Some states, such as Louisiana and Colorado, have already adopted “proficiency” standards, for purposes of reporting to Washington under NCLB, that are lower than the standards of their internal state assessments. The bottom line is that the more ways a state finds to lower the bar, the better that state will look. We are already seeing the predictable result: a “race to the bottom,” with the most self-serving, most deceptive states setting the pattern for the others. And the U.S. Department of Education is letting them get away with it, creating the illusion that children are learning more when in fact they are being measured with a rubber yardstick.

WHERE DOES NO CHILD LEFT BEHIND go from here? Its core supporters among neo-conservative education theorists are seeking amendments to “mend it, not end it,” hoping to fix its perverse incentives and other defects this year. But the Bush administration and its congressional allies have no stomach for the battles against the public-school establishment’s entrenched allies on Capitol Hill that would be needed for truly substantive amendments. They firmly refuse to consider any before NCLB’s scheduled reauthorization in 2007.

Moreover, even if such amendments could be passed it seems unlikely that they would deliver the results we should be seeking. The idea that mediocre schools can be transformed into excellent ones by means of centralized decrees has been thoroughly tested at the state level over the last two decades. In practice the public-school establishment has shown itself to be endlessly ingenious at evading centralized accountability systems; over time those systems have tended to drift from “tough” to “soft,” with standards relaxed as interest groups mobilize against them.

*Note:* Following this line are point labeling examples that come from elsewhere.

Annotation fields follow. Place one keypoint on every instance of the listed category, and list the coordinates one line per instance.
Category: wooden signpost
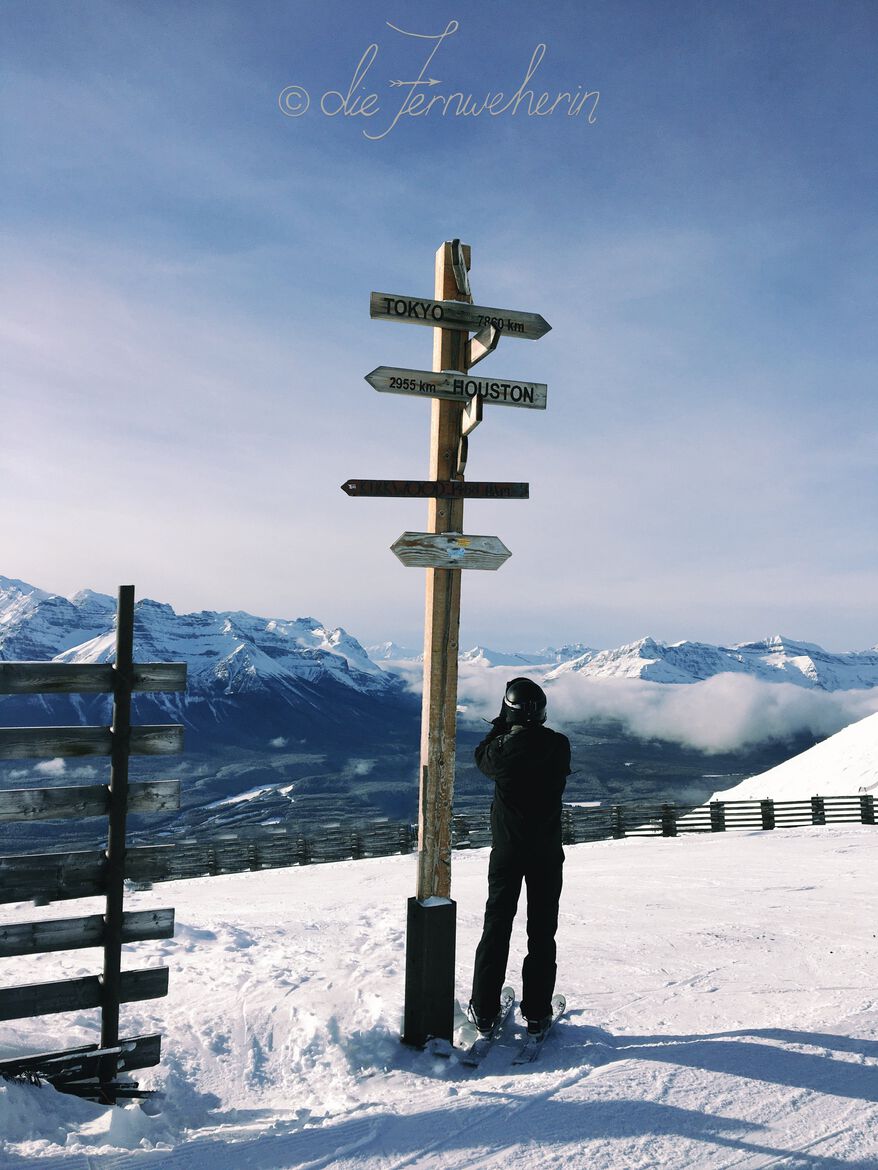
(450, 550)
(457, 386)
(455, 314)
(444, 550)
(423, 489)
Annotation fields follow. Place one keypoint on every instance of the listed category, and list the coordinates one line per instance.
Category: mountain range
(253, 681)
(776, 659)
(282, 670)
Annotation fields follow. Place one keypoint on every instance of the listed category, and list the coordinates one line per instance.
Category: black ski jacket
(529, 768)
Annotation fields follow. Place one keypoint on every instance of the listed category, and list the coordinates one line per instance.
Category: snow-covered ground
(722, 1013)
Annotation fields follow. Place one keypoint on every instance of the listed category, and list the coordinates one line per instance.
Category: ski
(533, 1045)
(477, 1045)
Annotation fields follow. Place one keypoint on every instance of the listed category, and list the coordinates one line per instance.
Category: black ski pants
(542, 876)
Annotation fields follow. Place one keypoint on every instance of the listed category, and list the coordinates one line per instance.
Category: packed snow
(722, 1012)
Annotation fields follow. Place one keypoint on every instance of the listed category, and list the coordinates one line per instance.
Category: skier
(529, 765)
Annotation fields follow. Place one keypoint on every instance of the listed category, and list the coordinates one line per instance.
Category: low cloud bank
(725, 713)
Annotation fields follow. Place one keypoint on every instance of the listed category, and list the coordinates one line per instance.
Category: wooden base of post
(430, 970)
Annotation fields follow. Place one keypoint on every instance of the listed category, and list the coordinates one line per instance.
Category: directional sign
(450, 550)
(459, 386)
(426, 489)
(455, 315)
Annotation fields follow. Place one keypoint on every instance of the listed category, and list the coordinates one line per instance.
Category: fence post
(767, 807)
(121, 744)
(617, 821)
(866, 809)
(718, 817)
(669, 820)
(568, 833)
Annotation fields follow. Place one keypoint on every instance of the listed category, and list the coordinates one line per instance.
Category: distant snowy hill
(252, 678)
(842, 765)
(773, 660)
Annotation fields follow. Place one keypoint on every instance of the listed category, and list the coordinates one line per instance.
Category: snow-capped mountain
(844, 764)
(773, 660)
(248, 678)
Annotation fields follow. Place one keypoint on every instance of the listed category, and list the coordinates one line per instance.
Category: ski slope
(722, 1013)
(845, 764)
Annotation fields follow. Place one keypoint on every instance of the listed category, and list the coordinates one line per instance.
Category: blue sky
(185, 310)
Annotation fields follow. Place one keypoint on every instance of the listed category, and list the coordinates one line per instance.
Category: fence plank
(151, 676)
(163, 740)
(77, 995)
(52, 876)
(32, 743)
(60, 803)
(86, 678)
(54, 804)
(73, 934)
(153, 796)
(75, 1064)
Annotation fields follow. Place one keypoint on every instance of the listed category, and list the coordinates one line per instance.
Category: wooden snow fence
(254, 847)
(94, 1071)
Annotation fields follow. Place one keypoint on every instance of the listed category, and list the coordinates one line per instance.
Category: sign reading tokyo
(458, 386)
(455, 315)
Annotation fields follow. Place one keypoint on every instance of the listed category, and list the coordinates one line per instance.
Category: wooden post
(431, 917)
(441, 618)
(111, 981)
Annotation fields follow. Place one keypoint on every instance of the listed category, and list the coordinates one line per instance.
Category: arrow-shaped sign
(437, 489)
(458, 386)
(455, 315)
(450, 550)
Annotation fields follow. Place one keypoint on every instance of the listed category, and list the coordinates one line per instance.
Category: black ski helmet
(525, 702)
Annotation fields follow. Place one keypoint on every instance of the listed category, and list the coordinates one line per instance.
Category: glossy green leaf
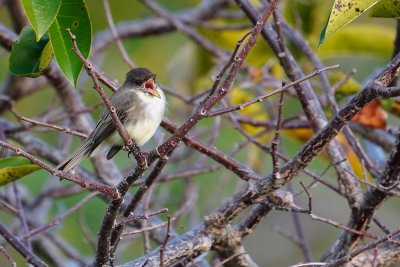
(342, 13)
(28, 57)
(13, 168)
(386, 9)
(41, 14)
(72, 15)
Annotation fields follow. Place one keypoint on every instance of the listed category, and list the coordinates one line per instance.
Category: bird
(140, 105)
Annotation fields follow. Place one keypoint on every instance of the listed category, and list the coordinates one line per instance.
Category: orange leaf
(372, 115)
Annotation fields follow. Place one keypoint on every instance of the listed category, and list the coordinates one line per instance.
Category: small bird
(140, 106)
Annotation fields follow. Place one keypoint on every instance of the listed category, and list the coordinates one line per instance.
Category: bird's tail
(83, 151)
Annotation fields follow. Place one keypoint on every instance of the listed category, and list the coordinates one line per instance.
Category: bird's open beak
(150, 87)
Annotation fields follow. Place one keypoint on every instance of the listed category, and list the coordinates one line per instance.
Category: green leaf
(386, 9)
(342, 13)
(28, 57)
(73, 15)
(13, 168)
(41, 14)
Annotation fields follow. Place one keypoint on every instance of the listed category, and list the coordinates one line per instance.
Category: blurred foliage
(187, 68)
(13, 168)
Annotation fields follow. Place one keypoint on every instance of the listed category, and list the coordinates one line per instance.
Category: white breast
(144, 129)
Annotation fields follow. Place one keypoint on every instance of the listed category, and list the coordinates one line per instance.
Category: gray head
(138, 76)
(142, 78)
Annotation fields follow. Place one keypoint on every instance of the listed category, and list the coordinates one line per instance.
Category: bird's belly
(142, 129)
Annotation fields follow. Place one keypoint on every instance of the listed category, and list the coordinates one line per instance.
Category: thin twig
(168, 235)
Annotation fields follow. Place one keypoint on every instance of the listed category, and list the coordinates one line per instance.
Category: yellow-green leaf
(72, 15)
(28, 57)
(41, 14)
(342, 13)
(13, 168)
(386, 9)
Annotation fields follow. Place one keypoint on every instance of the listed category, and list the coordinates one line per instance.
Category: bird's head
(144, 79)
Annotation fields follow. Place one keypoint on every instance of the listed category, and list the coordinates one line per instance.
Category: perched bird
(140, 106)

The vision of a tough, pro-reform U.S. Department of Education cracking down on spineless state and local school officials depends on a classic Utopian fallacy — comparing the concrete track record of the state and local bureaucrats with abstract plans for federal reforms. But in the real world the federal bureaucracy is even more vulnerable than the state and local ones to special-interest pressures. The teachers’ unions love the Department of Education.

The Bush administration’s most promising achievement in education reform is its pilot program of education vouchers for the District of Columbia — a program far more in keeping with the administration’s professed philosophy of an “ownership society” than the bureaucracy-laden NCLB. Parental choice offers the only solid hope for families trapped in dysfunctional schools: It enables them to escape immediately rather than keep waiting indefinitely for the results which the centralizers keep promising. But the administration is not even trying to revive the parental-choice provisions that it dropped from its 2001 draft of NCLB. In essence the Bush White House has done to federal education programs what the Nixon White House did to welfare programs, legitimizing the statist creations of its Democratic predecessors.

But as the example of welfare shows, such programs are judged in the long run by their actual results. By 2014 No Child Left Behind will clearly be seen to have failed, and the case for abolishing the U.S. Department of Education will be stronger than ever.